Nous aimerions montrer, aux lycéens et à leurs parents, que les SVT au lycée sont une passerelle vers de nombreux métiers. Le choix de la spécialité SVT en Première et en Terminale est donc pertinente pour de nombreux débouchés. Mais il est difficile de lutter contre l’idée reçue que les sciences fondamentales sont les mathématiques et les sciences physiques et que cela permet d’augmenter ses chances d’entrer dans une classe préparatoire scientifique. Ce discours est très ancré.
Les SVT font-elles parties aussi des sciences fondamentales ?
Complètement. Il s’agit d’une science expérimentale qui construit des modèles avec des approches quantitatives de la même manière que la physique-chimie et qui permet de comprendre la monde qui nous entoure. Les SVT sont au cœur des enjeux de société actuels : alimentation, épidémies, pollution, réchauffement climatique… Ces défis ne peuvent se comprendre qu’avec un vrai bagage de biologie et ou de géologie. (« Pour bien protéger, il faut bien connaître »).
L’avantage des classes préparatoires « Biologie – Géologie » est leur pluridisciplinarité scientifique (Mathématiques, Informatique, Physique, Chimie, Biologie et Géologie) avec un bagage minimal en littérature et langues.
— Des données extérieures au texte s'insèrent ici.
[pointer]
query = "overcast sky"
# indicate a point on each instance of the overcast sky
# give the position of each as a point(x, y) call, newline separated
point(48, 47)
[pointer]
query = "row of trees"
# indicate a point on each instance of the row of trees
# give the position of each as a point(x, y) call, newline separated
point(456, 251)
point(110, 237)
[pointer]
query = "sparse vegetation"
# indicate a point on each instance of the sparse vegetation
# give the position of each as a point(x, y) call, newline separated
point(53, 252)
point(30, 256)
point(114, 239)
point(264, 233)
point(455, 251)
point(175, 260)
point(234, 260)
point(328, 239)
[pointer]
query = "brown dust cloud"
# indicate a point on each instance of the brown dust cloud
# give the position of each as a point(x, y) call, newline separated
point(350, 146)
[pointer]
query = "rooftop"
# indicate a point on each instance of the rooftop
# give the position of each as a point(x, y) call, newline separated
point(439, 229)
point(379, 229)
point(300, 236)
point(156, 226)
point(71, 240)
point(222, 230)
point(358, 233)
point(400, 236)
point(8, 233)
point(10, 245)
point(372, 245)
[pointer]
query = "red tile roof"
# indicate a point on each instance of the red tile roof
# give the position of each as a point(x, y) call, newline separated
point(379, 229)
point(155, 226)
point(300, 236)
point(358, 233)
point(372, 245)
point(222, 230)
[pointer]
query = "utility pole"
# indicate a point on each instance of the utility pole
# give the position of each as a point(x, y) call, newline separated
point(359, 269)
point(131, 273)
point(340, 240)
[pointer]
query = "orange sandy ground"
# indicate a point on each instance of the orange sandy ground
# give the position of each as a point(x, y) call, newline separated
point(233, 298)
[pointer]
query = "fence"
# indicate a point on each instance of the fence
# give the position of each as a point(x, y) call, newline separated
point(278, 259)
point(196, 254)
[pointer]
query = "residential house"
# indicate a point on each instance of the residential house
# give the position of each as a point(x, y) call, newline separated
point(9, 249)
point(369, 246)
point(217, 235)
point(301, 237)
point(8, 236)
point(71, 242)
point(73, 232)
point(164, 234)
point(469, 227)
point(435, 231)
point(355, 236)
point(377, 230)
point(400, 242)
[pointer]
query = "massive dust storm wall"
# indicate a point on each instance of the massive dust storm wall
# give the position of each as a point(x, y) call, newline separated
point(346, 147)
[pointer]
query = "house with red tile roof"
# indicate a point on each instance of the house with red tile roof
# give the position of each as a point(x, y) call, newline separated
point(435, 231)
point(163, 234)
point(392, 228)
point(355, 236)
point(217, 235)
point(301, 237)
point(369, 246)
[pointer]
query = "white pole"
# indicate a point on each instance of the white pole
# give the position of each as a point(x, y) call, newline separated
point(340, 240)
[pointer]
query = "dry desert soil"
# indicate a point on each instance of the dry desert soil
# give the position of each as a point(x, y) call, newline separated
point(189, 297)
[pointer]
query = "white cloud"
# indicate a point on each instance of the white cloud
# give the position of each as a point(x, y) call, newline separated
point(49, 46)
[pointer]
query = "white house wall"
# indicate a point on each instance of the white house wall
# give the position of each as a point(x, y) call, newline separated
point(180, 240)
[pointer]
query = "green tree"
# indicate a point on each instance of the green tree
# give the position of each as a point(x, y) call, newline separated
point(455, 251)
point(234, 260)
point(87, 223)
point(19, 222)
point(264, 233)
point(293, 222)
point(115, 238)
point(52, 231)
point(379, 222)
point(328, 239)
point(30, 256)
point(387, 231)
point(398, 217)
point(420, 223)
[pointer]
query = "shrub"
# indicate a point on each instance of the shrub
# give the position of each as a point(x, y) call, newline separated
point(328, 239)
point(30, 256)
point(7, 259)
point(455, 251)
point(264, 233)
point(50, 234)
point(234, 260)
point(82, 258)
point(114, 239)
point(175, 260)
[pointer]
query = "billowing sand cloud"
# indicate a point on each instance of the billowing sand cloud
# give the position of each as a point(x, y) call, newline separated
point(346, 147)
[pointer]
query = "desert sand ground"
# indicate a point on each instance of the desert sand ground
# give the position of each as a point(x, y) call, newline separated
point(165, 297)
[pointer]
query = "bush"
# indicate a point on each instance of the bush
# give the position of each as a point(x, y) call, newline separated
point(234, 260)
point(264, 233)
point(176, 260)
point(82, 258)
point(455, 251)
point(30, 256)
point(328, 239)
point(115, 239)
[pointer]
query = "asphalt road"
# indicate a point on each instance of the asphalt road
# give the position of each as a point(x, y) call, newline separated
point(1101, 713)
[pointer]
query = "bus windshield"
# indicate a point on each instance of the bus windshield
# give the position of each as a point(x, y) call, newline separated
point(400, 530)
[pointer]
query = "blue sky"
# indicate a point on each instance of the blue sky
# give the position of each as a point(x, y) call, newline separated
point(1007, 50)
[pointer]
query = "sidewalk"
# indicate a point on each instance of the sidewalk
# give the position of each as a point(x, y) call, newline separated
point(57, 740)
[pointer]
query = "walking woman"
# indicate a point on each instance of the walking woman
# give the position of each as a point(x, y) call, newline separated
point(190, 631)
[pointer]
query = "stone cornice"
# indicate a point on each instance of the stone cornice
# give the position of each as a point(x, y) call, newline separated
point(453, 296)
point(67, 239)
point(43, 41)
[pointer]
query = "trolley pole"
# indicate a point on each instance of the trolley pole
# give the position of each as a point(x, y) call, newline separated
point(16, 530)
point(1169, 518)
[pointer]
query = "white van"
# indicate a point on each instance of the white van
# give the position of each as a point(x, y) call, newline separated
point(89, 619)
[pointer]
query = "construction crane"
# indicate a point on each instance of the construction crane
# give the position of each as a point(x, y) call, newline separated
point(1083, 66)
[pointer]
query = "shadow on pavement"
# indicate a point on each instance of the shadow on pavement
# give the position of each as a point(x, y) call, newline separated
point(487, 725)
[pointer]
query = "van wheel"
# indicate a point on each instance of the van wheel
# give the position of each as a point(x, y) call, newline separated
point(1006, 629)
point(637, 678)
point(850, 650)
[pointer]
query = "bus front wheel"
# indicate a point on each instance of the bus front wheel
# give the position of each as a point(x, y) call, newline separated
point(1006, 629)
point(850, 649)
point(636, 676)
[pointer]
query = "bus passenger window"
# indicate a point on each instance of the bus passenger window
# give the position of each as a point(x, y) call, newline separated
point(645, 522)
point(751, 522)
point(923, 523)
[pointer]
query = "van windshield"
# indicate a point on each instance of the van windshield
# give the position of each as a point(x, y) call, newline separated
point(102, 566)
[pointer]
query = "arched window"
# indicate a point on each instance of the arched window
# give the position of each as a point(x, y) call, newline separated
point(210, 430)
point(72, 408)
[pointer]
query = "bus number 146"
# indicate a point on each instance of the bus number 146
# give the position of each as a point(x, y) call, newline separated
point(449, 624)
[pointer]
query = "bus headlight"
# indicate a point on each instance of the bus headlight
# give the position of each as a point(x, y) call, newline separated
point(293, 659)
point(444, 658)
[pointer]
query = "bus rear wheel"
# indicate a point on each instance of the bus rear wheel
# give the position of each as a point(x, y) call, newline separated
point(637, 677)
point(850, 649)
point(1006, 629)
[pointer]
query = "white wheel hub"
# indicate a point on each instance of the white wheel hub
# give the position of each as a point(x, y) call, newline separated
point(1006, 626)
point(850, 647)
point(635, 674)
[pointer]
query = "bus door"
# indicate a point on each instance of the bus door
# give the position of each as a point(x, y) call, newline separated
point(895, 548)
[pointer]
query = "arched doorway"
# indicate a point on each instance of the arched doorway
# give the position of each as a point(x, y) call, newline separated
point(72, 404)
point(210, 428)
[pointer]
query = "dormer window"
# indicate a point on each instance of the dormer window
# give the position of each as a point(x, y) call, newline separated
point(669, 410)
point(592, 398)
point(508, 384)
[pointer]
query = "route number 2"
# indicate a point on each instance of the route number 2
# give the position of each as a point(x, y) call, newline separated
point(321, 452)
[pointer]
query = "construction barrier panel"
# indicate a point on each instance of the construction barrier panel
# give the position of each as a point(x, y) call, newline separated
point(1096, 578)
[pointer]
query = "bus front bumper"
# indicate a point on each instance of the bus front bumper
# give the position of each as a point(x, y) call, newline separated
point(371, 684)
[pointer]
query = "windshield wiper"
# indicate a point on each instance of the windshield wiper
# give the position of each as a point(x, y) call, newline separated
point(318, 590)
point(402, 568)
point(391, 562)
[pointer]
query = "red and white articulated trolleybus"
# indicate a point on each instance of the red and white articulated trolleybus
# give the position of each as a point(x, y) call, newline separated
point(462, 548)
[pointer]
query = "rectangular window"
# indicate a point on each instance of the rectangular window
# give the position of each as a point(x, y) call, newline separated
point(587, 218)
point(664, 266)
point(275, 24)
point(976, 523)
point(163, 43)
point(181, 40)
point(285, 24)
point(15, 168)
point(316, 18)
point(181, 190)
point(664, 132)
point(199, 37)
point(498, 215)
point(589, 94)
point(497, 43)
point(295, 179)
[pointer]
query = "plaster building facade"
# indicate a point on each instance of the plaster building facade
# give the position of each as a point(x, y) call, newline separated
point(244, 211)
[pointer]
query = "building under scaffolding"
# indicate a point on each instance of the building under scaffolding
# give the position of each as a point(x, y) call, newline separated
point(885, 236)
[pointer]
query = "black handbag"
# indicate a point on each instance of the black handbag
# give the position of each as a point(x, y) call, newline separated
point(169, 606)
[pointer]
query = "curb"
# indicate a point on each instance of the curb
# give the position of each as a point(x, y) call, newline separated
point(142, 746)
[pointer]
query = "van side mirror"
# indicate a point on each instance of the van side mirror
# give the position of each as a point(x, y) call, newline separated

On ne réfléchit pas de la même façon dans ces disciplines et le raisonnement en biologie et en géologie permet une vision intégrative indispensable pour comprendre les enjeux complexes du monde actuel. Des connaissances fortes dans des disciplines telles les Mathématiques, l’Informatique, la Physique, la Chimie sont alors au service des problèmes biologiques ou géologiques que rencontrent les ingénieurs.
Quels liens avez-vous tissé avec les écoles supérieures ? Comment recueillez-vous vos témoignages ?
Nous tissons des liens par connaissance personnelle et par contact institutionnel. Nos anciens élèves sont aussi des sources précieuses d’informations sur les écoles et sur leurs métiers une fois entrés dans la vie active. Notre association est jeune (1 an) et nous commençons depuis peu à créer ces liens et les renforcer, car nous les croyons indispensables. Avec notre charge de travail d’enseignant, ces liens ne peuvent se mettre en place que progressivement. Nous espérons commencer à faire du concret durant l’année scolaire prochaine.
Dans votre espace de travail entre enseignants, vous demandez une certaine bienveillance. Pourquoi ?
En classe préparatoire, les lycées sont en compétition. Et parfois, cela se sent au niveau des enseignants. SvtSup se veut débarrassée des questions d’ego. Nos travaux sont collaboratifs et nous sommes très heureux d’avoir un espace stimulant où échanger, travailler, coopérer, discuter, rebondir, avancer pour les collègues d’ATS Bio, BCPST et TB.